Crown Castle is a New York limited liability company that “builds and installs telecommunications facilities that provide transport and backhaul telecommunications services to other carriers, including providers offering personal wireless services, throughout the State of New York.” (Dkt. 26-2 at ¶ 1; Dkt. 30-7 at ¶ 1). Crown Castle submitted a registration application and $1,000 payment to the City on September 28, 2019, pursuant to the Telecom Code. (Dkt. 26-2 at ¶ 18; Dkt. 30-7 at ¶ 18). On December 18, 2019, Crown Castle paid the City a $1,430 annual maintenance

fee. (Dkt. 26-2 at ¶ 19; Dkt. 30-7 at ¶ 19). On December 23, 2019, the City issued Crown Castle an “Annual Maintenance/Annual Utility Maintenance Permit.” (Dkt. 26-2 at ¶ 20; Dkt. 30-7 at ¶ 20). Crown Castle and the City executed a master license agreement (“MLA”) in May 2020. (Dkt. 26-2 at ¶ 24; Dkt. 30-7 at ¶ 24). Crown Castle received an invoice from the City for “Telecom Fees (ROW) 2019” in the amount of $158,830.91.

(Dkt. 26-2 at ¶ 37; Dkt. 30-7 at ¶ 37). PROCEDURAL HISTORY Plaintiff commenced this action by filing its complaint and attached exhibits on October 20, 2020. (Dkt. 1; Dkt. 3). Defendants answered the complaint on November 14, 2020. (Dkt. 12).

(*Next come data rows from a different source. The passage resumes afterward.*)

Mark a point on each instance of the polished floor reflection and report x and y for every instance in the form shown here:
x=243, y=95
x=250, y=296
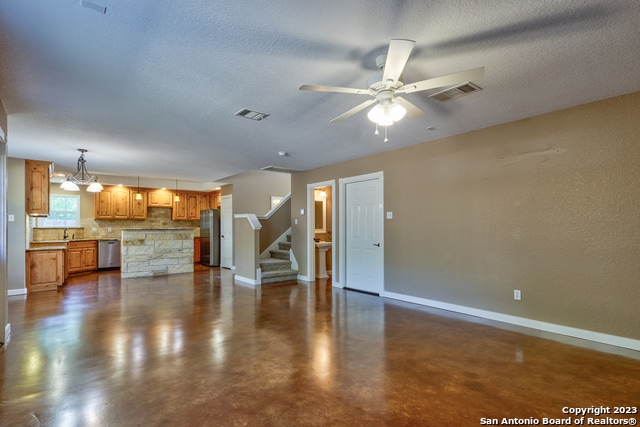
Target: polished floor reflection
x=195, y=350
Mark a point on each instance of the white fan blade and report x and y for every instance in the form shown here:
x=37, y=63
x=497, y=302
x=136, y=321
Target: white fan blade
x=353, y=111
x=413, y=112
x=448, y=80
x=318, y=88
x=399, y=51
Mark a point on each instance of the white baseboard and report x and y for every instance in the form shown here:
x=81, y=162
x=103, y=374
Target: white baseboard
x=246, y=280
x=599, y=337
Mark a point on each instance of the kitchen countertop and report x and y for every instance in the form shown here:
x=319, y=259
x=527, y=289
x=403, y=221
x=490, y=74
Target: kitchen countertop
x=67, y=241
x=47, y=248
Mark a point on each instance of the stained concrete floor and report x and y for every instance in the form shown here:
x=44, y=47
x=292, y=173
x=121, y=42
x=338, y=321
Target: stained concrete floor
x=196, y=350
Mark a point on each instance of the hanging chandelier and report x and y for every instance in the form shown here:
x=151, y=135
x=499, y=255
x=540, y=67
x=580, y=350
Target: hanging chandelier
x=82, y=177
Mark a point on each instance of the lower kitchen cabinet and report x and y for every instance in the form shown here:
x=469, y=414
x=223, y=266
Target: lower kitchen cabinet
x=82, y=256
x=45, y=269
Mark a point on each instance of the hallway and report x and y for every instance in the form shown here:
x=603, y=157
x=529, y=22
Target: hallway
x=196, y=350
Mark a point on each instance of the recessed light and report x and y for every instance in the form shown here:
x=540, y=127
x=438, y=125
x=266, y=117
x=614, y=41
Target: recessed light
x=250, y=114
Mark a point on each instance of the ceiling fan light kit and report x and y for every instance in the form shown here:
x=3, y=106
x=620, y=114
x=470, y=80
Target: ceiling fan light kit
x=386, y=86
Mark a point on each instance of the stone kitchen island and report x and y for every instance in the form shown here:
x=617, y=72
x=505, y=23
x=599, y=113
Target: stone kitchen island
x=156, y=252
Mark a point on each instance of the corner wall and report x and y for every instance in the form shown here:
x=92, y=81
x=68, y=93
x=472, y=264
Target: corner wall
x=548, y=205
x=16, y=229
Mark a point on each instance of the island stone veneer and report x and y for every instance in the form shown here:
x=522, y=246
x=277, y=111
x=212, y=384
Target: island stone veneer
x=156, y=252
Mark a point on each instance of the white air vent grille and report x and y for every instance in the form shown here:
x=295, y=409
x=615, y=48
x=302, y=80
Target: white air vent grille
x=253, y=115
x=280, y=169
x=455, y=92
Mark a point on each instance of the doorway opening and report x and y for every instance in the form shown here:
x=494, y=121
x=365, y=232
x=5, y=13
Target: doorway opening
x=321, y=223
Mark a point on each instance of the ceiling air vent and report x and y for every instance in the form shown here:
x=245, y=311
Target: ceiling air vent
x=253, y=115
x=280, y=169
x=455, y=92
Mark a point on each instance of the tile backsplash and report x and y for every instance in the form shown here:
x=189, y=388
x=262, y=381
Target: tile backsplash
x=111, y=229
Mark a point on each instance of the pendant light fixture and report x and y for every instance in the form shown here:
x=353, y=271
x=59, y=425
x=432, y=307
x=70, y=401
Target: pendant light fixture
x=176, y=197
x=139, y=194
x=82, y=177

Factual discovery closed on July 1, 2021. (Dkt. 24). Expert discovery closed on October 22, 2021. (Id.). Plaintiff filed its motion for summary judgment on November 1, 2021. (Dkt. 26). Defendants filed their response and cross-motion for summary judgment on December 6, 2021. (Dkt. 30). Plaintiff filed a reply in further support of its motion and response to

Defendants’ cross-motion on January 3, 2022. (Dkt. 33). Defendants filed a reply in further support of their cross-motion on January 17, 2022. (Dkt. 34). DISCUSSION I. Standard on Motion for Summary Judgment Rule 56 of the Federal Rules of Civil Procedure provides that summary judgment

should be granted if the moving party establishes “that there is no genuine dispute as to any material fact and the movant is entitled to judgment as a matter of law.” Fed. R. Civ. P. 56(a). The Court should grant summary judgment if, after considering the evidence in the light most favorable to the nonmoving party, the Court finds that no rational jury could find in favor of that party. Scott v. Harris, 550 U.S. 372, 380 (2007) (citing Matsushita

Elec. Indus. Co. v. Zenith Radio Corp., 475 U.S. 574, 586-87 (1986)). “The moving party bears the burden of showing the absence of a genuine dispute as to any material fact. . . .” Crawford v. Franklin Credit Mgmt. Corp., 758 F.3d 473, 486 (2d Cir. 2014).